Sam St-PettersenSam St-Pettersen
Maybe a local file restriction would be sensible. From my understanding, the only (justified) legitimate use for jar: is in Firefox extensions or XULRunner applications. Allowing their use in an online context can probably be avoided without any real backlash. Of course, I might be wrong. But I've only seen jar: used legitimately for the aforementioned purposes.
Sam St-PettersenSam St-Pettersen
BTW Is that a photograph of a young(er) Brenden Eich? :)
heh, I don't know but it would be funny if it is :)
Regarding the nested jars within jars within jars that could contain a virus or other payload: what about A/V that scans at runtime? There are still lots of other considerations to be made, but this may be one small consolation to the huge list of issues that this discovery makes.
Reading the mozilla.org bug lists is like a Saturday noon shopping session ;) Anyway - as a developer you must _never_ trust user input especially when coming to uploads. 1. Check MIME Type 2. Check image size 3. Check for HTML/PHP like patterns in the images source (http://phpfi.com/274478) 4. Transform the image (other size AND other format) 5. Finally place the image in the upload folder Greetings, .mario
.mario yes, but I would like to stress one more time: any file can be used to carry the attack. Even TXT file can do the job. So for example, let's say that your application allows export of documents as TXT files. This is a potential problem.
Nice! as always..
pdp, this can also be abused if the site has an open redirect issue, I've posted a simple poc on my site. This makes the amount of 'now' vulnerable sites bigger :)
beford, I wrote a new post just for you :) very nice find!
Peter da SilvaPeter da Silva
I see a few other issues here. First, there's a problem in the basic design of the handler. Conceptually, the file is not accessed through a "jar:" protocol, the fact that the file can contain content is an attribute of the file. It's the MIME type of the file that should result in the file being treated as a JAR file: http://example.com/path/to/file.jar#/path/inside/jar/file.html... This would have avoided this problem right from the start. Second, allowing arbitrary access to the contents of untrusted archives in any context is dangerous. Apple's been burned by this, Microsoft's been burned by this. What is the benefit of this handler that makes the risk worthwhile?
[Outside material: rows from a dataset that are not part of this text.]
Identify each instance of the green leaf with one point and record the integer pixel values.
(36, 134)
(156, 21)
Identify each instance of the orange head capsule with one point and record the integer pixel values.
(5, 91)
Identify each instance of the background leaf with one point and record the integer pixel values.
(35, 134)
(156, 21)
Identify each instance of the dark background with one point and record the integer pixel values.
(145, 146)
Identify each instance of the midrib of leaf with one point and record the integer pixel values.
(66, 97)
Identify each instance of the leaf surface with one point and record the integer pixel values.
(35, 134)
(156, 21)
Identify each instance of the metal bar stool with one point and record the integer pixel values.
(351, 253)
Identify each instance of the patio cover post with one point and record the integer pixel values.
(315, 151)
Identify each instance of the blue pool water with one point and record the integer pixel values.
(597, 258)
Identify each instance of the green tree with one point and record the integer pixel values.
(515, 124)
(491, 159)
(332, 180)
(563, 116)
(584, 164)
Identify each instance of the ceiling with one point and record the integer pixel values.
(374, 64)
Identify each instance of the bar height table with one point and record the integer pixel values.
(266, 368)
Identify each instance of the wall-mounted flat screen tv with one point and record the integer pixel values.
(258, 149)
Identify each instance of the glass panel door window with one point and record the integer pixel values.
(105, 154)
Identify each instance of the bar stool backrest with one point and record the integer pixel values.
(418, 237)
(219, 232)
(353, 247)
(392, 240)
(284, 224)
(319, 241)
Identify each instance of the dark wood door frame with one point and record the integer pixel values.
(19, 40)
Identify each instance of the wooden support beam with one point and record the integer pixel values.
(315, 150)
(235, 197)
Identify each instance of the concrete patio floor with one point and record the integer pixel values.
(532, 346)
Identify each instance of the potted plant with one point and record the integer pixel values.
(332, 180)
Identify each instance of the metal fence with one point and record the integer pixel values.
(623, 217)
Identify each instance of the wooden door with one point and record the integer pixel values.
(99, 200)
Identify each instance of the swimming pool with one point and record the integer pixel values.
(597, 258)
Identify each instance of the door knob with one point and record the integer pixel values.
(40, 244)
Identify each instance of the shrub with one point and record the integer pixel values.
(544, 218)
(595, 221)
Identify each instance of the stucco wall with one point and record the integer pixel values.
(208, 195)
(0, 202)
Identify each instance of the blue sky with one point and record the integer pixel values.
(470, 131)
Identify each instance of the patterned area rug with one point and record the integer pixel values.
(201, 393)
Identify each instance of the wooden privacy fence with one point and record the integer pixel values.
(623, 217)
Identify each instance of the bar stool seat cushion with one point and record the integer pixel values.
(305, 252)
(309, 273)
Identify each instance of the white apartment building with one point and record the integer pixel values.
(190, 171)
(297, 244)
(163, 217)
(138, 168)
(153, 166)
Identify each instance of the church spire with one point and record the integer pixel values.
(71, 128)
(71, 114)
Third: assuming this is allowed, the file should be treated as part of the directory tree of the hosting site. If it's redirected, that's the site in the redirect, not the site in the original URL. Are there other situations in Firefox where the original URL rather than the redirected URL are used for this purpose?
It is interesting issue :) Good, that i dont use FF :)))
Never heard of that "jar:" protocol. I wonder if this issue has been fixed by Google, Microsoft and everyone else since this post.
"Never heard of that “jar:” protocol. I wonder if this issue has been fixed by Google, Microsoft and everyone else since this post." Hug? What is this nonsense all about? There is not/was not, "a Google, MS and every one else" bug. There is (was) an awful, ridiculous, crazy, MS-sh*tware-style exploit-invitation-by-design FF obscenity. No one needs to fix anything except Mozilla. Someone needs to be fired, and that someone is actually so many people. FF credibility is ruined *forever* (or until this team is fired for good).